Opioid overprescribing played a major role in the onset of the American opioid epidemic. During the COVID-19 pandemic, healthcare access had dramatic changes that potentially impacted high-risk opioid prescribing among healthcare providers and high-risk opioid seeking behaviors among opioid recipients. The study aims to assess the impact of the COVID-19 pandemic on trends in opioid dispensing during the 14 months before COVID-19 and 21 months after in California. Analyzing dispensing data from California’s Controlled Substance Utilization Review and Evaluation System (CURES)-Prescription Drug Monitoring Programs (PDMPs), the study harnessed a segmented regression model to measure changes in temporal trends in high-risk opioid dispensing associated with the onset of the COVID-19 pandemic. Four measures of high-risk opioid utilization were analyzed: (1) multiple provider episodes, (2) overlapping opioid prescription for seven or more days, (3) overlapping opioid and benzodiazepine for seven or more days, and (4) high standardized dosage of opioid prescriptions per month.
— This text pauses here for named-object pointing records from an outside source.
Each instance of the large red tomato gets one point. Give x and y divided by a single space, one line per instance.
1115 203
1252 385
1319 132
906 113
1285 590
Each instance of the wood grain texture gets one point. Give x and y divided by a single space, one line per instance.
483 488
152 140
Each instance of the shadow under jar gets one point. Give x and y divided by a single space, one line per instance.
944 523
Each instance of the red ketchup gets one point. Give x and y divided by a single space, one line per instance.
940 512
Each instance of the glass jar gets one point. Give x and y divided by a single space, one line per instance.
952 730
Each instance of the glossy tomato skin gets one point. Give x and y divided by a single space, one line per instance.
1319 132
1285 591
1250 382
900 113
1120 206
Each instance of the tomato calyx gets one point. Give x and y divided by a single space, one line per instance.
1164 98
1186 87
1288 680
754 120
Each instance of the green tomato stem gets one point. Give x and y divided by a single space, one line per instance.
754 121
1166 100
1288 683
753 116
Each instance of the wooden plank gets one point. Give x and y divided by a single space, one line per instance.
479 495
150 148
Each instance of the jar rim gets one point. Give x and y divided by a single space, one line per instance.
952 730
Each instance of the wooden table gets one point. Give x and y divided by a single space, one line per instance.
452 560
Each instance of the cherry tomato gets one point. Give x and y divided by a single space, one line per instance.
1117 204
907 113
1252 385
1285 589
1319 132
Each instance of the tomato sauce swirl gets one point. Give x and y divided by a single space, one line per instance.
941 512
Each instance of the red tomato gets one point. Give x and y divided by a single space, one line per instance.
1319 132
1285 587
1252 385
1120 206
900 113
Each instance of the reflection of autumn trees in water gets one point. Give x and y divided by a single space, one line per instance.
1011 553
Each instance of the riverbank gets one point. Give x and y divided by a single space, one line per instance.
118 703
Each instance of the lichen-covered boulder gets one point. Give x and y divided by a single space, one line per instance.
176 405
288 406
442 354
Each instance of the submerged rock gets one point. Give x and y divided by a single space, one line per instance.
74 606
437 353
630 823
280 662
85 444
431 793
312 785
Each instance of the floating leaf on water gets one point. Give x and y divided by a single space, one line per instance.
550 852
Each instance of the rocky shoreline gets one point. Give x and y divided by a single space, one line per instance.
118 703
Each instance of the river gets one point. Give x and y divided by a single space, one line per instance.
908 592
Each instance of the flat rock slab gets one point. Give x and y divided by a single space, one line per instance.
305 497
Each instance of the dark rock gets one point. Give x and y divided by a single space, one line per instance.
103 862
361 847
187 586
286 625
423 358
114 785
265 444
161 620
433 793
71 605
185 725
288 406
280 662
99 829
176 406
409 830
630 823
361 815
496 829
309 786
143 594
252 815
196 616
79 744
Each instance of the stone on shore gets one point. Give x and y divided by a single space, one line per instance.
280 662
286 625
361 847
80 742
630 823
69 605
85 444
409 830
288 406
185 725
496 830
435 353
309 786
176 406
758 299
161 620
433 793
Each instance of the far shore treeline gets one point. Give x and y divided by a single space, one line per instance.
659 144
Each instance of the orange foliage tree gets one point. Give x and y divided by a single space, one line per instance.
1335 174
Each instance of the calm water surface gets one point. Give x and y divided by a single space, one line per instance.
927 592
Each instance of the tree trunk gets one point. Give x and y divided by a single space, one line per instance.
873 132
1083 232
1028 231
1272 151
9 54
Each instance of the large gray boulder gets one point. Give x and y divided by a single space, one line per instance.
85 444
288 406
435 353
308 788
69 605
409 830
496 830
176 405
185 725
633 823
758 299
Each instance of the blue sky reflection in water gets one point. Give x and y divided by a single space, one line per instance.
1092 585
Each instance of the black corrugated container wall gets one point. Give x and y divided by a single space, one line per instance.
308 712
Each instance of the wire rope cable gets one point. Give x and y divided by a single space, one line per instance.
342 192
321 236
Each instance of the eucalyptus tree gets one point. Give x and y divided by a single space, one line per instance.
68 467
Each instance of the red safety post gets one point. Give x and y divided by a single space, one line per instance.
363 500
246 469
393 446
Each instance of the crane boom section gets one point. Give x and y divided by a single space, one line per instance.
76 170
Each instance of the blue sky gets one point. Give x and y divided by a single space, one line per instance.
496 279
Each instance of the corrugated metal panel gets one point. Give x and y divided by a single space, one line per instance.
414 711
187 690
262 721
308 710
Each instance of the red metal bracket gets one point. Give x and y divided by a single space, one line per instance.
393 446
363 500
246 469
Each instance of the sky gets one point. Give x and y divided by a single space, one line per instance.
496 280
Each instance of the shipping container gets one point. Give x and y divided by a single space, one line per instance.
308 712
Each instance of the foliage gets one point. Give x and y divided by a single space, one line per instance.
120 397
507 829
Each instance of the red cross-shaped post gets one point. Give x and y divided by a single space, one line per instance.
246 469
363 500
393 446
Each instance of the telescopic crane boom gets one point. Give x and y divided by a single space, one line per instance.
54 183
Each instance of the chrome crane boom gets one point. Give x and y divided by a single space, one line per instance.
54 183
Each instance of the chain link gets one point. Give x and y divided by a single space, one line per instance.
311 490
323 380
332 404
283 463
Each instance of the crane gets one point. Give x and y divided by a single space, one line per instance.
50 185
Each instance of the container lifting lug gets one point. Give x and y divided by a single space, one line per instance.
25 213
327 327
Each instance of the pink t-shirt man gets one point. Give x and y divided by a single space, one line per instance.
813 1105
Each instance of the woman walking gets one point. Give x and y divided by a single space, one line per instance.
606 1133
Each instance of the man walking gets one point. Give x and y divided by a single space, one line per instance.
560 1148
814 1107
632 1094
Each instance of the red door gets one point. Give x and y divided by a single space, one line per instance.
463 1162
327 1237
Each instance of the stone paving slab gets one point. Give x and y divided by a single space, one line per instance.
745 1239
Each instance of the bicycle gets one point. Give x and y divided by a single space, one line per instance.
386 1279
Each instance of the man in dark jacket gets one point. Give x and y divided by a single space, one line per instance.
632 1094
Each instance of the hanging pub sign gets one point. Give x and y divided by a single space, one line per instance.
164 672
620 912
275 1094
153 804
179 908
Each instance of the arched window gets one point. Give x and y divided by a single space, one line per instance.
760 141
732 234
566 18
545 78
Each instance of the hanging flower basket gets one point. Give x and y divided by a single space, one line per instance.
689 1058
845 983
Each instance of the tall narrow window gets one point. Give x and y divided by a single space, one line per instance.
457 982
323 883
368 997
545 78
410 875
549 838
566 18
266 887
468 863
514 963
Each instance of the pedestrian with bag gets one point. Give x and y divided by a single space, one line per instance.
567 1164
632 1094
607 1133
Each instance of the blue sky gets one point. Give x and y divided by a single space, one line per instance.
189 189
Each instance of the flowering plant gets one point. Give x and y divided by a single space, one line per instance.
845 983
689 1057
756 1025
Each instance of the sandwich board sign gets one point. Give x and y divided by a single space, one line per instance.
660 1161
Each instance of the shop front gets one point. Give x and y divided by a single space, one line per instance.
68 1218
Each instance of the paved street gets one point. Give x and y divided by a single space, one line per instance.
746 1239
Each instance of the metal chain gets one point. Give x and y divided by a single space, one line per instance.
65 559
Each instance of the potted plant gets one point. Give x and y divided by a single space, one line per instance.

The study assessed dispensing records from 1,737,984 recipients before the pandemic period from January 18, 2019, to December 17, 2021, and 1,873,962 recipients during the pandemic period from January 18, 2019, to December 17, 2021. The segmented regression analysis showed that the onset of the pandemic significantly changed the decreasing trend on high-risk measurements of (1) multiple provider episodes (P-value=0.0125) and (4) high standardized dosage of opioid prescriptions (P-value=0.0312). Although all four indices presented a decreasing trend from the study initiating time, the model findings show that COVID-19 significantly resisted such long-term declining trends. We observed a gradual decrease in opioid dispensing in recent years. The COVID-19 pandemic had a sustained effect on high-risk opioid dispensing behavior, decelerating the declining trend of high-risk behavior occurrences.